Keywords

Bruxism: Definition

The term ‘la bruxomanie’ was first introduced by Marie Pietkiewicz in 1907. It was later adopted as ‘bruxism’ to describe gnashing and grinding of the teeth occurring without a functional purpose [1]. Bruxism is an involuntary, nonfunctional repetitive jaw-muscle activity characterized by clenching or grinding of the teeth and/or by bracing or thrusting of the mandible. Teeth grinding may have phasic (rhythmic), tonic (sustained), or mixed (both types) jaw muscle contractions. Bruxism is also defined as ‘the parafunctional grinding of teeth’. Parafunctional activities are nonfunctional oromandibular and/or lingual activities that usually include jaw clenching , bruxism, tooth grinding, tooth tapping, cheek biting, lip biting, and object biting.

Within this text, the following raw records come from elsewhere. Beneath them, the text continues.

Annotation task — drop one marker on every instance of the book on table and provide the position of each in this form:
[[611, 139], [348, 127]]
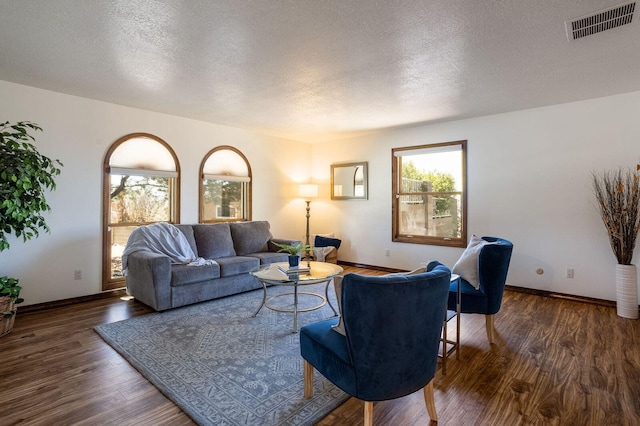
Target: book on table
[[294, 269]]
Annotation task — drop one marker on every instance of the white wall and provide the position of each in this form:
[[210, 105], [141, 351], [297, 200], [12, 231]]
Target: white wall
[[528, 181], [79, 132]]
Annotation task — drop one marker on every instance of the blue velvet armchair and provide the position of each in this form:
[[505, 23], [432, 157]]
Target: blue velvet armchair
[[493, 265], [392, 328]]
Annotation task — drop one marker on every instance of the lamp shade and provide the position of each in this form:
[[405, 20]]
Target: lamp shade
[[308, 191]]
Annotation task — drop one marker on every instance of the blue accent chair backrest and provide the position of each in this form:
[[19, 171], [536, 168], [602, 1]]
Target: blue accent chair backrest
[[493, 266], [393, 325]]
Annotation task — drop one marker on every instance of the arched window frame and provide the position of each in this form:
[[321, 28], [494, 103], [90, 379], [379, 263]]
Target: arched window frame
[[109, 282], [246, 188]]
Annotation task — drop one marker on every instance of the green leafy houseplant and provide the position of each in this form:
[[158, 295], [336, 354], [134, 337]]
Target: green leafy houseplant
[[292, 249], [25, 175]]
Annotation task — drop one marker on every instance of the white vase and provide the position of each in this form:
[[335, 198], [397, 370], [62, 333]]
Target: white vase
[[627, 291]]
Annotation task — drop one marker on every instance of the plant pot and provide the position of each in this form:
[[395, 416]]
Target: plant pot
[[294, 260], [6, 323], [627, 291]]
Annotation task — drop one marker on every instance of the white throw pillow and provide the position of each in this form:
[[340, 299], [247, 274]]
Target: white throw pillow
[[467, 265]]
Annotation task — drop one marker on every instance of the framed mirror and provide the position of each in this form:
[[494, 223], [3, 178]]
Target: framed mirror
[[349, 181]]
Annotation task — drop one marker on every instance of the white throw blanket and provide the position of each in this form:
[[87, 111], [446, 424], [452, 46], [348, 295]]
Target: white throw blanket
[[162, 238]]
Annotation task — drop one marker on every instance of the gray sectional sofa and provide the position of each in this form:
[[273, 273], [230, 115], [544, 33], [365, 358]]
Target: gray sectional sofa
[[237, 248]]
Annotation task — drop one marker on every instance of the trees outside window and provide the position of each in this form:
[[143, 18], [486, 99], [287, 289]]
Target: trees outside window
[[141, 181], [429, 187], [225, 186]]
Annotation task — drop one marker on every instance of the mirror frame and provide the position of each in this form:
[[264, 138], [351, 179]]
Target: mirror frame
[[354, 165]]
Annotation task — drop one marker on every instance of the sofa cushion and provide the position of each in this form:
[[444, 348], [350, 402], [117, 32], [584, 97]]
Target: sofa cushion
[[236, 265], [187, 230], [250, 237], [214, 240], [270, 257], [185, 274]]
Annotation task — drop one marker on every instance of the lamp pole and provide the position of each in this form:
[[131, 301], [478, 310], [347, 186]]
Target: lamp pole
[[307, 256], [307, 192]]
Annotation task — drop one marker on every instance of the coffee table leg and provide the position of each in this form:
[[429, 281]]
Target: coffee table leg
[[295, 308], [326, 293], [264, 298]]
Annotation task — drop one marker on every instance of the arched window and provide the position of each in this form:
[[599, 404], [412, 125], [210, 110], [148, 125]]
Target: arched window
[[225, 186], [140, 186]]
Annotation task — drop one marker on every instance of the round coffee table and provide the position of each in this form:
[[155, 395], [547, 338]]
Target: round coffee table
[[317, 272]]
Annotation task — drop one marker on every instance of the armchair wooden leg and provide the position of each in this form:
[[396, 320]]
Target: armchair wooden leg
[[490, 328], [430, 402], [368, 413], [308, 379]]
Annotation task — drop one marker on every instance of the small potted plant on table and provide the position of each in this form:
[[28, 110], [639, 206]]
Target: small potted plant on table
[[25, 175], [293, 250]]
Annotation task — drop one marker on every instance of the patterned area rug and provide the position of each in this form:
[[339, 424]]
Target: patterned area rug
[[222, 366]]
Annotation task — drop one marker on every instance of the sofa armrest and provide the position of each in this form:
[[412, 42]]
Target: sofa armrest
[[275, 249], [149, 279]]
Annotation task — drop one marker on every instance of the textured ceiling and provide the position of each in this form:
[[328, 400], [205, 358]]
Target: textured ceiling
[[316, 70]]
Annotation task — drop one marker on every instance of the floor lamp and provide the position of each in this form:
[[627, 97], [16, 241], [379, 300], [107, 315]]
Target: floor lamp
[[307, 192]]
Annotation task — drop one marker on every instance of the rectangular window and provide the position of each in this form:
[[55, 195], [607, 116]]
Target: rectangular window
[[429, 187]]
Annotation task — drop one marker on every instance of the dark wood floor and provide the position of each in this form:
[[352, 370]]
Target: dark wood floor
[[557, 362]]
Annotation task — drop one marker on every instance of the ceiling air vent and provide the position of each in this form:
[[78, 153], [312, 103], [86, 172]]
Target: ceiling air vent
[[600, 21]]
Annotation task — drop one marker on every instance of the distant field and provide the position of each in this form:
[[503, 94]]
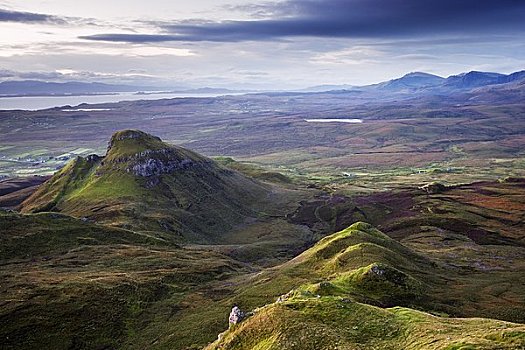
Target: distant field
[[403, 141]]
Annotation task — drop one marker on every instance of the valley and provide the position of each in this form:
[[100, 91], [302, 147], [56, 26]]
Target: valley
[[140, 224]]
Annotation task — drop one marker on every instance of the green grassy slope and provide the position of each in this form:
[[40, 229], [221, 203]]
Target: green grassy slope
[[68, 284], [327, 310], [147, 185], [329, 322]]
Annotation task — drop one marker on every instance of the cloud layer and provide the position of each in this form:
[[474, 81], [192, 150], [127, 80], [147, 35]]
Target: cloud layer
[[346, 19], [29, 17]]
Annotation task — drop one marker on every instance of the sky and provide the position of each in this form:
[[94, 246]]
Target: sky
[[285, 44]]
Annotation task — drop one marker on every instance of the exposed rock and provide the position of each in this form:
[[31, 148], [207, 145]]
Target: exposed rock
[[236, 316], [93, 158], [154, 166], [433, 188]]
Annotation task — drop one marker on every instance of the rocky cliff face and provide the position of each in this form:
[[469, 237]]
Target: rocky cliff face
[[143, 183]]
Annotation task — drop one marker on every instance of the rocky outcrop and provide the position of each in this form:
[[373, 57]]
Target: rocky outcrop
[[236, 316], [155, 166], [433, 188]]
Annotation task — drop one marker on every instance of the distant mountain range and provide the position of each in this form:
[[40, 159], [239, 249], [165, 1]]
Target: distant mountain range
[[425, 82], [42, 88], [415, 82]]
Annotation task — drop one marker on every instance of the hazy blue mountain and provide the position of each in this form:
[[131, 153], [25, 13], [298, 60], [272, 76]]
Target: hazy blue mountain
[[415, 80]]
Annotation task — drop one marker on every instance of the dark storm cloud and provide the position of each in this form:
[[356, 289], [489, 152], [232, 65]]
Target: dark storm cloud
[[349, 19], [29, 17]]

Bruxism has two distinct circadian manifestations: it can occur during sleep (indicated as sleep bruxism) or during wakefulness (indicated as awake bruxism) [2]. The ICSD-2 lists sleep bruxism among the sleep related movement disorders (which in previous version was listed as a parasomnia) [3]. The condition is defined as ‘an oral activity characterized by grinding or clenching of the teeth during sleep, usually associated with electro-cortical (EEG) arousals’. Sleep bruxism (SB) differs in terms of etiology from daytime bruxism and hence should be distinguished from teeth clenching, bracing, or gnashing while being awake which may be purely behavioral in some patients. Some authors have suggested a clinical diagnostic grading system for sleep bruxism such as “possible”, “probable”, and “definite” [2].

Epidemiology

Most studies have reported a prevalence from the self-reported symptoms of tooth grinding during sleep rather than any diagnostic testing. SB is common in the general population and represents the third most frequent sleep-related movement disorder. Large number of adults with bruxism also had childhood history of bruxism.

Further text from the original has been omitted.